MicroRNAs (miRNAs) are non-coding and regulate
broad biological processes including immune responses. MiRNAs fine-tune gene
expression post-transcriptionally by inhibiting translation or inducing
degradation of target mRNAs. Their contributions to the function of specific
immune cells still remain largely unknown. MiR-487b was initially discovered in
human neuroblastoma and it plays critical role in cell growth, however its
function in immunity remain unclear. In this study, we report that miR-487b can
suppress both mRNA and protein levels of IL-33 during the differentiation of
bone-marrow derived macrophages (BMDM), thus suppressing IL-33-enhanced expression
of antigen presenting and co-stimulatory molecules and inflammatory mediators. Luciferase
assay showed that miR-487b could bind to the IL-33 untranslated region. We also
confirmed that IL-33 promotes the activation of BMDM by increasing the
expression of MHC -I and –II, CD80, CD86 and inducible nitric oxide synthase (iNOS)

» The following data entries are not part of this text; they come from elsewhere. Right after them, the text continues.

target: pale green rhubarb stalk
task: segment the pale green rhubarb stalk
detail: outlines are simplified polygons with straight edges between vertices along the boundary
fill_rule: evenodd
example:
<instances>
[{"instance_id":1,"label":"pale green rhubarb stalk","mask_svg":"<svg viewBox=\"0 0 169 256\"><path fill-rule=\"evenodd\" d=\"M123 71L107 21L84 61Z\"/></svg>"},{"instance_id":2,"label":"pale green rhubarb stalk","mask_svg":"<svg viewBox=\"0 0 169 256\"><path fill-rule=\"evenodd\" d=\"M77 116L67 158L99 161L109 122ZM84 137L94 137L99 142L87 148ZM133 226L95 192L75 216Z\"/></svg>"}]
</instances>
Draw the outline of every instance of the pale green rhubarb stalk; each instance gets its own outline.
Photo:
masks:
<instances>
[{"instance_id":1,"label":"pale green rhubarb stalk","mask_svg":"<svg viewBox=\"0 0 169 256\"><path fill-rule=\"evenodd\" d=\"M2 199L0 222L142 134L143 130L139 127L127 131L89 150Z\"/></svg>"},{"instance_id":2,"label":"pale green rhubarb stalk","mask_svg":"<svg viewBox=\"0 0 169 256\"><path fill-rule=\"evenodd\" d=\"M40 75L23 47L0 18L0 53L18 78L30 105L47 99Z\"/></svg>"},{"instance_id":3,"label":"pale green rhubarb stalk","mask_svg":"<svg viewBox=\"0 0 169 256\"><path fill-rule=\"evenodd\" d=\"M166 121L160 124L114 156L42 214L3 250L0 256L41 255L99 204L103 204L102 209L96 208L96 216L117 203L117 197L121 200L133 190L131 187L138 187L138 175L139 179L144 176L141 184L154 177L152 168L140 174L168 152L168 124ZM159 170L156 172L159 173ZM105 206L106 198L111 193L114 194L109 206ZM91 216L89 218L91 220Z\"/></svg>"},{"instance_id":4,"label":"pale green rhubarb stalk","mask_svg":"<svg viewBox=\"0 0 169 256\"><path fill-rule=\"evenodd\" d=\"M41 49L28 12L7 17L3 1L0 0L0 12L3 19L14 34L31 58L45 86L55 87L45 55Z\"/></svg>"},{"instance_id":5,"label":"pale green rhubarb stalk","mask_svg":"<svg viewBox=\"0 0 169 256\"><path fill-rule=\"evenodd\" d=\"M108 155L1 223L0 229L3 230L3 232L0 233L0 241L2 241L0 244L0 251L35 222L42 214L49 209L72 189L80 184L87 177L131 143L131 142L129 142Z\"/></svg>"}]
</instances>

in a dose-dependent manner. LPS, a typical TLR4 ligand, decreases miR-487b
expression, increases IL-33 expression and promotes BMDM activation. Inhibition
of miR-487b resulted in the elevated IL-33 expression, thus augmenting the
expression of inflammatory factors of LPS-stimulated BMDM. Therefore, miR-487b
plays an important role in the regulation of homeostasis and the activation of
macrophages by targeting IL-33 transcripts. Our results provide an important
link for triggering macrophage’s inflammatory response.